A. La forme républicaine de l'Etat

La protection de la forme républicaine de l'Etat suppose l'interdiction de consacrer toute technique du pouvoir monarchique comme par exemple l'hérédité ou la concentration des pouvoirs entre les mains d'un seul homme. Par conséquent, toutes les dispositions constitutionnelles, fondées sur le postulat selon lequel « le pouvoir appartient au peuple », prévoyant des mécanismes plus démocratiques de désignation des gouvernants ou introduisant le principe de la séparation des pouvoirs, sont extirpées du champ de révision.

Telle est la réputation des dispositions relatives à l'élection du président de la république124(*), des députés nationaux125(*), des sénateurs126(*), des gouverneurs et vice-gouverneurs127(*) ainsi que des députés provinciaux128(*).

Tel est en outre le cas des dispositions qui traduisent l'idée de la séparation des pouvoirs. Ces dispositions ne peuvent être révisées au profit d'un autre pouvoir de l'Etat sans méconnaitre le principe de la séparation/distribution des pouvoirs. C'est l'hypothèse d'un article qui confère une compétence au pouvoir exécutif, et qui serait modifié pour reconnaitre la même compétence au pouvoir législatif. Compte tenu de leur multitude, à titre illustratif, nous citons des dispositions relatives aux attributions du président de la république129(*), du gouvernement130(*), du pouvoir législatif131(*) et même du pouvoir judiciaire132(*).

B. Le principe du suffrage universel

L'intouchabilité du principe de suffrage universel emporte la prohibition de réviser toutes les dispositions qui organisent le suffrage universel direct ou indirect.

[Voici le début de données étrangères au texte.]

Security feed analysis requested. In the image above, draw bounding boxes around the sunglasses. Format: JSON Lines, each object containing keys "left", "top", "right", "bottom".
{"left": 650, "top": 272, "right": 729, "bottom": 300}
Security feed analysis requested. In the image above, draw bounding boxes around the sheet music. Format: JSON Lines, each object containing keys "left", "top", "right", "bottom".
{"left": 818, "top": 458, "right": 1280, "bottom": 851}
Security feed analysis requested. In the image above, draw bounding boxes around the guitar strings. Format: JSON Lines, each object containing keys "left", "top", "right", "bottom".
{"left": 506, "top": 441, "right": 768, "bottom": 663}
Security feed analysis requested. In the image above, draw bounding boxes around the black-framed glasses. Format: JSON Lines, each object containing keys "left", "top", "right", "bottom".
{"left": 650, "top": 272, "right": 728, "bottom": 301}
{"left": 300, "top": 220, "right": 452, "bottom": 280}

Il s'agit des articles 5 al. 4, 70, 101, 104, 109 et 198 de la Constitution.

C. La forme représentative du gouvernement

L'interdiction de passer outre l'exigence de la forme représentative du gouvernement suppose celle de réviser les dispositions relatives à la représentativité tant démocratique que de toutes les sensibilités ethniques, tribales, et régionales. C'est le cas des articles 5, 90 al.3, 101 al.4, 1O4 al.2et 197 in fine de la Constitution.

D. Le nombre et la durée du mandat du président de la république

De cette interdiction découle l'interdiction de modifier l'article 70 de la Constitution.

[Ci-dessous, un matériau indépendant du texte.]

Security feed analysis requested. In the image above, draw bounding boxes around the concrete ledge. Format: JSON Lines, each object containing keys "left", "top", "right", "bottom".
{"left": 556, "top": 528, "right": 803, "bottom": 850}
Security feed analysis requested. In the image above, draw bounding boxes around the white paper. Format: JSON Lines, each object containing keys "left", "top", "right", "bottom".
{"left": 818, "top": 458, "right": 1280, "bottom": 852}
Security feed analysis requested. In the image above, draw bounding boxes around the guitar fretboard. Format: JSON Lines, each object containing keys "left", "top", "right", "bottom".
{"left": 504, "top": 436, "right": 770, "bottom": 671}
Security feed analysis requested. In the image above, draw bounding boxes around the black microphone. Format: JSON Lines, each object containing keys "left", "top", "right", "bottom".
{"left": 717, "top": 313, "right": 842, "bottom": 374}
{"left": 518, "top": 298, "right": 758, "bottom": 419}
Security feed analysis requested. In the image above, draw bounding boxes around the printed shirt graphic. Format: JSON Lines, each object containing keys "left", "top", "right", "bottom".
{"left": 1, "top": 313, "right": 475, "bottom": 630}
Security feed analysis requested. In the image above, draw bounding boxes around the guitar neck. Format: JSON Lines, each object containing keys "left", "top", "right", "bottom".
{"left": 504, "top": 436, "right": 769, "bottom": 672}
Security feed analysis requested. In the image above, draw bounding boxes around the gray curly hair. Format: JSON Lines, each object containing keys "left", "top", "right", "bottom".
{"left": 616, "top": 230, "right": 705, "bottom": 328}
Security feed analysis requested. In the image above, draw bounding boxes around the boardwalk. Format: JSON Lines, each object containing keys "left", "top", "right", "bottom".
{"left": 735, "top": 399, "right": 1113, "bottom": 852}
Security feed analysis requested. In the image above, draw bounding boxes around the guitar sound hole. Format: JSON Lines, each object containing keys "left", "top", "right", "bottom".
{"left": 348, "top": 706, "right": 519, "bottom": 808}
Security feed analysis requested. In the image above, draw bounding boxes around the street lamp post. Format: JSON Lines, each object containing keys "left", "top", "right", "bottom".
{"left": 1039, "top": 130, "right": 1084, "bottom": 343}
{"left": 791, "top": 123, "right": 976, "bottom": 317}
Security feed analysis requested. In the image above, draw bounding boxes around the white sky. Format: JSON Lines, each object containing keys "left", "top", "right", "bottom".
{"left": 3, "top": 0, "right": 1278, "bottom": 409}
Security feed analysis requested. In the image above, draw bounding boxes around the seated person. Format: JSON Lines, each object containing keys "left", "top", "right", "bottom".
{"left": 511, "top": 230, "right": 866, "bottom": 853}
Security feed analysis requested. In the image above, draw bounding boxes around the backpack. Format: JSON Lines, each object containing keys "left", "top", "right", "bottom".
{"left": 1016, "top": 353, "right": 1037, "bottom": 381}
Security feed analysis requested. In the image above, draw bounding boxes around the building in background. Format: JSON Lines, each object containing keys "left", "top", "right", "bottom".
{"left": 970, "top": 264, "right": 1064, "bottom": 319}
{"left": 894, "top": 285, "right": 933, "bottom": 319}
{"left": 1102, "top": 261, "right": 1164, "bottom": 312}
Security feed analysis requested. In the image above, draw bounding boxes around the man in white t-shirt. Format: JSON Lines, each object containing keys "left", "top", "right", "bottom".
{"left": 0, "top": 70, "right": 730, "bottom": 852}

E. L'indépendance du pouvoir judiciaire

La garantie de l'indépendance du pouvoir judiciaire reste un voeu pieux si l'idée de l'interdiction de réviser certaines dispositions de la Constitution n'est pas comprise. Ainsi, les articles 149, 150, 151 et 152 de la Constitution sont irréformables. Les dispositions qu'ils renferment constituent une part importante du fondement de l'Etat de droit en RDC.

F. Le pluralisme politique et syndical

Le respect effectif de ce principe essentiel de la démocratie emporte l'interdiction de modifier certaines dispositions telles que les articles 6133(*), 7134(*) et 8135(*)de la Constitution.

G. L'interdiction de réduction des droits et libertés de la personne

Cette énième prohibition allonge la liste des articles insusceptibles de révision ou susceptibles de révision que dans le sens du renforcement. Il s'agit des articles dont les dispositions sont relatives aux droits et libertés de la personne. Ils forment le deuxième titre de la Constitution, soit de l'article 11 à 61.

H. L'interdiction de la réduction des prérogatives reconnues aux provinces et aux ETD

La stabilité de la nouvelle forme politico-administrative implique la non-révision des articles relatifs aux compétences des provinces et des ETD136(*).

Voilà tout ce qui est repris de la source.